Court Opinion

ID: 4965083
Source: CourtListenerOpinion
Date Created: 2021-09-24 16:12:48.849614+00
Date Added: 2024-06-11T08:16:04.527359
License: Public Domain

Justice SAYLOR,
concurring.
With regard to jurisdiction, I do not see how it can be that a new party (Mr. Boo-her, individually) may be effectively brought onto the record in an enforcement proceeding, found to be in contempt, and incarcerated, without an available appeal as of right. See Pa. Const., art. V, § 9. It may be that the Court did not have the foresight, in PHRC v. School District of Philadelphia, 557 Pa. 126, 732 A.2d 578 (1999), to anticipate the full repercussions of its ruling. Nevertheless, in the face of those presented here, I, for one, am certainly willing to reconsider the decision’s appropriate parameters and/or continuing viability. Notably, commentators have identified the strong conceptual difficulties *658with treating enforcement proceedings in which an agency is seeking non-statutory, judicial redress as appellate jurisdiction matters:
The supreme court has not yet identified ... the order that is appealed to the commonwealth court, when the appeal period begins, how the “appellant” agency is aggrieved by its own order and thus has standing to appeal, or what the commonwealth court’s scope and standard of review are.
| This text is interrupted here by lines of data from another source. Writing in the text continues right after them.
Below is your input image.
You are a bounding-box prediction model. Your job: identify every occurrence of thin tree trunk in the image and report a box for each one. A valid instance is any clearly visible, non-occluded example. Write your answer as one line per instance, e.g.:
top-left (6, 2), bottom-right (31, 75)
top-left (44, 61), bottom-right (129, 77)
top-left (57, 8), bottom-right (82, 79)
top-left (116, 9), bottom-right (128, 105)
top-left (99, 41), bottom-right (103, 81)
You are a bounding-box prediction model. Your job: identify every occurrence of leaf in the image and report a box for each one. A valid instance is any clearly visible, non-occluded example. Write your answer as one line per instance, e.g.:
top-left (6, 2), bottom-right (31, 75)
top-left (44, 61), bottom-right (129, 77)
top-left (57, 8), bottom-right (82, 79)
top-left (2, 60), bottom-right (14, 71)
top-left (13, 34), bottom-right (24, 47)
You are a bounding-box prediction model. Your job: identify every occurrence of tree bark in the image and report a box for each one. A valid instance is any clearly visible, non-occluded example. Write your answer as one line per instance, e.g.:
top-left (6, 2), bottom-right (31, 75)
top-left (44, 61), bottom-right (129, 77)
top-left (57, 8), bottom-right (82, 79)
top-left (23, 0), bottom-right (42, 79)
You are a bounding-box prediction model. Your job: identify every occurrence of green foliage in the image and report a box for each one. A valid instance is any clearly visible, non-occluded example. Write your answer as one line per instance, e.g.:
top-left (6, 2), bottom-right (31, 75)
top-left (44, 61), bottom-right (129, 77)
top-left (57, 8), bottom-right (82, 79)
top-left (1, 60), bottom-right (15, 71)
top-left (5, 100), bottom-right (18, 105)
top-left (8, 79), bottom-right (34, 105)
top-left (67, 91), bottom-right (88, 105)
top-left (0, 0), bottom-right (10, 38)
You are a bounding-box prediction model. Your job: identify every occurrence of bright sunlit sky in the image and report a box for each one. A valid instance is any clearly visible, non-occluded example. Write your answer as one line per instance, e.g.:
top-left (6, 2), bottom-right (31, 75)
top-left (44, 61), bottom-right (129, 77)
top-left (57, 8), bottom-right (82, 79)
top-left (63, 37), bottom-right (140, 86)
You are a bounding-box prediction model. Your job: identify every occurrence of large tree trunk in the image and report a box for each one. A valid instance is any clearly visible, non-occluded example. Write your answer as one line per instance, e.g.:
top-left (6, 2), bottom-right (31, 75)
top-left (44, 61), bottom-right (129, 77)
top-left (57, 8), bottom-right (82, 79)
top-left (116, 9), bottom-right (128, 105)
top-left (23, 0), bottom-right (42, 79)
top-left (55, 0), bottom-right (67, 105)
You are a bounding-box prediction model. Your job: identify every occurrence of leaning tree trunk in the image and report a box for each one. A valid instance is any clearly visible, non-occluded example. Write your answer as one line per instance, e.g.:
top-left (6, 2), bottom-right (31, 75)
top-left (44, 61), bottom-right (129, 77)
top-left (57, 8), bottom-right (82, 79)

The ramifications of this unusual approach to enforcement proceedings are an aspect of the appeal currently pending in Department of Environmental Protection v. Township of Cromwell.
Kristen W. Brown and Blair T. Preiser, Jurisdiction of the Commonwealth Court-Forty Years of Proving the Drafters Right, 20 WideNer L.J. 5, 23 (2010).
Ideally, the Legislature should be clearer in establishing its contemplated scheme for enforcement of the Department’s administrative orders, thus solidifying the jurisdictional underpinnings. In the absence of such prescription, where, as here, an agency has averred that it is without an adequate remedy at law and seeks non-statutory remedies to enforce its own directives from a court of law, the only conceptually stable conclusion is that the court’s original jurisdiction is implicated. At the very least, when the agency seeks additional remedies against members of a governing body as “individual[s],” Petition for Contempt, R.R. at 7a, either original jurisdiction must be recognized or the agency’s effort must be regarded as an impermissible attempt to join additional parties on the “appeal.” See PHRC, 557 Pa. at 132, 732 A.2d at 581 (“The parties to an enforcement proceeding are limited to the parties before the administrative agency.”). In either event, I support the majority’s decision disapproving the sanction, albeit for different reasons.
Justices BAER and TODD join this concurring opinion.